"Architetti, architettura" esce nella nuova veste grafica della storica collana A&a - Architetti e architetture, e ospita scritti brevi, non di rado estemporanei e a volte inediti, e riflessioni che Eduardo Souto de Moura ha raccolto negli anni. Il filo rosso che li unisce è il fine verso il quale convergono: smontare l’idea secondo la quale lo scopo degli architetti è mutare l’aspetto del mondo non facendone parte, un preconcetto che gocciola attraverso innumerevoli microfratture nella loro cultura, nei loro atteggiamenti e nei loro pensieri.

Nulla è più lontano da questa idea del modo di pensare e lavorare di Souto de Moura.

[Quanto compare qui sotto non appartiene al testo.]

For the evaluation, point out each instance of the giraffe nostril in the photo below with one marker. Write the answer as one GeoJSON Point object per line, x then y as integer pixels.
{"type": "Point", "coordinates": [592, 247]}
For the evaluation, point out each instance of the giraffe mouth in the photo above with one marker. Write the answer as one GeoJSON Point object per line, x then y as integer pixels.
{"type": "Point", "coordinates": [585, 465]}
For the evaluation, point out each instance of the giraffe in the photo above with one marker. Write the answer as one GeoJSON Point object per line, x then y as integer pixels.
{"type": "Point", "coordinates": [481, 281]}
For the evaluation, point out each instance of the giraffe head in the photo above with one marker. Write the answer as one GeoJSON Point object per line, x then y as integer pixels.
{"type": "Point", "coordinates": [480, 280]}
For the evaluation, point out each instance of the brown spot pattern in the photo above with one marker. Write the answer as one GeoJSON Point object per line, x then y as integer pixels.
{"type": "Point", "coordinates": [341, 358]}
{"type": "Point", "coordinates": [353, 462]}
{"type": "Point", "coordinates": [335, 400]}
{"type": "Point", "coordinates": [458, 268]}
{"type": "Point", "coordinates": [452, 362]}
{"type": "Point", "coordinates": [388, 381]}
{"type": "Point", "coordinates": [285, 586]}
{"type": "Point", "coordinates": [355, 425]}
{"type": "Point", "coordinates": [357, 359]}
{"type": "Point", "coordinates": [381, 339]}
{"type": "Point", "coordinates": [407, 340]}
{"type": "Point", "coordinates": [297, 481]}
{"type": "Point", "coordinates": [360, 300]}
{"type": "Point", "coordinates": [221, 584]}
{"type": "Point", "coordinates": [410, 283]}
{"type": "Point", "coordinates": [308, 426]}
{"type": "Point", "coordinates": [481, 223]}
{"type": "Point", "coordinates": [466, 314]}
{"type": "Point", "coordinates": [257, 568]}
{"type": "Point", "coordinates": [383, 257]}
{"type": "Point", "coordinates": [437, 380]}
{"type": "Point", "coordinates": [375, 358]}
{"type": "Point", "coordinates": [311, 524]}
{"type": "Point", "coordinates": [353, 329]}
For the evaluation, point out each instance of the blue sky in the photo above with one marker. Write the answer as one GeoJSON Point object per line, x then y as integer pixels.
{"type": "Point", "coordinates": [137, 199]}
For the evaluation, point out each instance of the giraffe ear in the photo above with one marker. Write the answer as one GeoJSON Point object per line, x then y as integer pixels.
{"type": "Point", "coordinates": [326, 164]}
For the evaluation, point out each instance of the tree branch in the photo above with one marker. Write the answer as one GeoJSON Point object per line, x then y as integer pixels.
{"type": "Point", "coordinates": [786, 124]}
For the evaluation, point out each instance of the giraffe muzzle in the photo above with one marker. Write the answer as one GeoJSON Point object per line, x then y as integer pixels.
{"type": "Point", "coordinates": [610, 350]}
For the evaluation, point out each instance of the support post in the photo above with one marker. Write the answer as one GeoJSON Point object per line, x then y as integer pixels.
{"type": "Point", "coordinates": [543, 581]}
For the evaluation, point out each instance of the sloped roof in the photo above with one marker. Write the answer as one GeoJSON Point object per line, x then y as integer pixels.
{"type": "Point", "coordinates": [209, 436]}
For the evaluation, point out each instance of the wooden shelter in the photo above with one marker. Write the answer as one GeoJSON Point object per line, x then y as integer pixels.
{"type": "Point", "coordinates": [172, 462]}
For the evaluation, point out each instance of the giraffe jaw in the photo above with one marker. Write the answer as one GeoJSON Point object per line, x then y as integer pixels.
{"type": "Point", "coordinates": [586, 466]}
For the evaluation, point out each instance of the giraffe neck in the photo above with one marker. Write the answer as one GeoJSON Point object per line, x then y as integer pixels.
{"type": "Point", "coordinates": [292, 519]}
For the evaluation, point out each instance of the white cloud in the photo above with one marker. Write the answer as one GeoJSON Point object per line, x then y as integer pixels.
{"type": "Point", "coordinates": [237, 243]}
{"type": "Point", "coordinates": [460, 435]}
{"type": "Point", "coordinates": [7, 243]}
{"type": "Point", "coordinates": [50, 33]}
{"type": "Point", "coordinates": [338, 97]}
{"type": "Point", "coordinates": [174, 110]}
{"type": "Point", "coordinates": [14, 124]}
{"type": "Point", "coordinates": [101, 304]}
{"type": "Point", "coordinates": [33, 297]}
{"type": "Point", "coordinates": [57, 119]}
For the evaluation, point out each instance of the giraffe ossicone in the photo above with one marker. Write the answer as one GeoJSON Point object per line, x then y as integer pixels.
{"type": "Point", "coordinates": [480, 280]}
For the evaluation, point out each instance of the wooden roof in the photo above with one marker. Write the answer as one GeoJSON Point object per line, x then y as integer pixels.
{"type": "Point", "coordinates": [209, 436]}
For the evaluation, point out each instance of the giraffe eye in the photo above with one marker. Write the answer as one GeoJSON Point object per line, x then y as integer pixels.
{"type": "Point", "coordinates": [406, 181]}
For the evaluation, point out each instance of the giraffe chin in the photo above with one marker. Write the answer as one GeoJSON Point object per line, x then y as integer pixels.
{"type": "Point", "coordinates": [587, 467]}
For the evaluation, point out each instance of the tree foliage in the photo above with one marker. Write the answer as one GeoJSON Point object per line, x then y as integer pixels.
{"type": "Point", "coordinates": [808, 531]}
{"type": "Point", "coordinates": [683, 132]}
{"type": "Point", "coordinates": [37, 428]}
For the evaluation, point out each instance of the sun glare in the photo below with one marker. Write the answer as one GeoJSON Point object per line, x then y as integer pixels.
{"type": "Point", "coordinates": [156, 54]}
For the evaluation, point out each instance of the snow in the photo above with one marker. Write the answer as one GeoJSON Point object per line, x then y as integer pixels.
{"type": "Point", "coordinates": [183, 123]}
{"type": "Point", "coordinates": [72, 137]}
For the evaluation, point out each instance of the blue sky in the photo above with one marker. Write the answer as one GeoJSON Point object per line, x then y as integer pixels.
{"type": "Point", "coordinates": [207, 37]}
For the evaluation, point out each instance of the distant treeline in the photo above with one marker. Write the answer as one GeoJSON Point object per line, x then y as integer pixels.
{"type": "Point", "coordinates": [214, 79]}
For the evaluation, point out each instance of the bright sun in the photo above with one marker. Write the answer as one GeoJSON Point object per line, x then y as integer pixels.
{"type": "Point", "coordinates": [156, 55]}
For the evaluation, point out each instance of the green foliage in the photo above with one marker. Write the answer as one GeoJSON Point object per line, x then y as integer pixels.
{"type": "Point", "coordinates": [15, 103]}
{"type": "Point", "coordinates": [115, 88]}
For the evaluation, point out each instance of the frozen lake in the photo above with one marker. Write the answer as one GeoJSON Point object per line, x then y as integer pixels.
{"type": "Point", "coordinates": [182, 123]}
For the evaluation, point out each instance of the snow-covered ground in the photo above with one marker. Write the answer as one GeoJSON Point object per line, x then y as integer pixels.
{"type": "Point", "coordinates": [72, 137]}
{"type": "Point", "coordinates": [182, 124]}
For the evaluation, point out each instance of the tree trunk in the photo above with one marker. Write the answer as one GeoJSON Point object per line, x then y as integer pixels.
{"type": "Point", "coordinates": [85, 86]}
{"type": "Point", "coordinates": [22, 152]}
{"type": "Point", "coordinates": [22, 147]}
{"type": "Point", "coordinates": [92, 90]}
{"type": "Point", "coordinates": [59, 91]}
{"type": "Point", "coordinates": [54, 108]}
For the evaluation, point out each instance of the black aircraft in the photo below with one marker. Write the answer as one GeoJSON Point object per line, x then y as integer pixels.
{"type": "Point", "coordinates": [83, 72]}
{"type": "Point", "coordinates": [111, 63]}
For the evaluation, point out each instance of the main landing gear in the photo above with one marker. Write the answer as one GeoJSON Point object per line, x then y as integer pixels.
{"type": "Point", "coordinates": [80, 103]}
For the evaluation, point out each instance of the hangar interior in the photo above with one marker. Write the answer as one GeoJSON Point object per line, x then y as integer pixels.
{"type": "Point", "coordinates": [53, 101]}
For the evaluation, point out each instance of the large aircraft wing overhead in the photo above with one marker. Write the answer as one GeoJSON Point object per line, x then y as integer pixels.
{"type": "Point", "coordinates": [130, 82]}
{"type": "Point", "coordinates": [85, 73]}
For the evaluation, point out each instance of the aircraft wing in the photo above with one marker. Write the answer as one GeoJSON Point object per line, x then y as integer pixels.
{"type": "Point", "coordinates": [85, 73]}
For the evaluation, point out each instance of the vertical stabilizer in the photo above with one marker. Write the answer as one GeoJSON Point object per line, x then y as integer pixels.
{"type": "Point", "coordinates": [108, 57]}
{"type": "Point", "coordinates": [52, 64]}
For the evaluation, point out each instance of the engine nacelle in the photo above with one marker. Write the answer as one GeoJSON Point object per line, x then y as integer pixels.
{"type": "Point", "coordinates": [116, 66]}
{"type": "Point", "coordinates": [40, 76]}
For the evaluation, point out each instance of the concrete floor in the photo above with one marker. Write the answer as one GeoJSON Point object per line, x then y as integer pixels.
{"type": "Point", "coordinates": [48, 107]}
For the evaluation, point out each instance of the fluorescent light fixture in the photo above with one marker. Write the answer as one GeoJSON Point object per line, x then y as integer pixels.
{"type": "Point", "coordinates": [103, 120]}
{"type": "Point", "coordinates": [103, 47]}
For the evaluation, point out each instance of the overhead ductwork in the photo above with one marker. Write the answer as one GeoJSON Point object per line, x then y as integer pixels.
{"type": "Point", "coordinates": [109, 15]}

"Da quattordici anni, dal mio primo progetto, continuo a disegnare la stessa casa, come se si trattasse di un’ossessione. Ma nonostante le case siano sempre uguali, sono diverse, perché i luoghi e le persone meritano questo", scrive Souto de Moura. Casa, naturalmente, è una sineddoche: la parte per il tutto. E di tutto il suo mondo Souto de Moura parla negli scritti raccolti in questo libro: dei suoi progetti, delle sue letture i cui ricordi affiorano in ogni pagina, dei suoi maestri, Álvaro Siza e Fernando Távora prima di tutti, degli architetti che predilige, Jacques Herzog e Rafael Moneo, per esempio, ma sotto le ombre persistenti di Mies van der Rohe e di Aldo Rossi, e dei luoghi che ama. Come si è architetto? Cosa significa esserlo? Come si pratica la professione? Come selezionare nello sterminato sfondo della storia quanto ancora è parte del tuo lavoro? Queste sono le domande che rimbalzano in Architetti, architettura che, spesso spiazzante, non parla, però, soltanto agli architetti.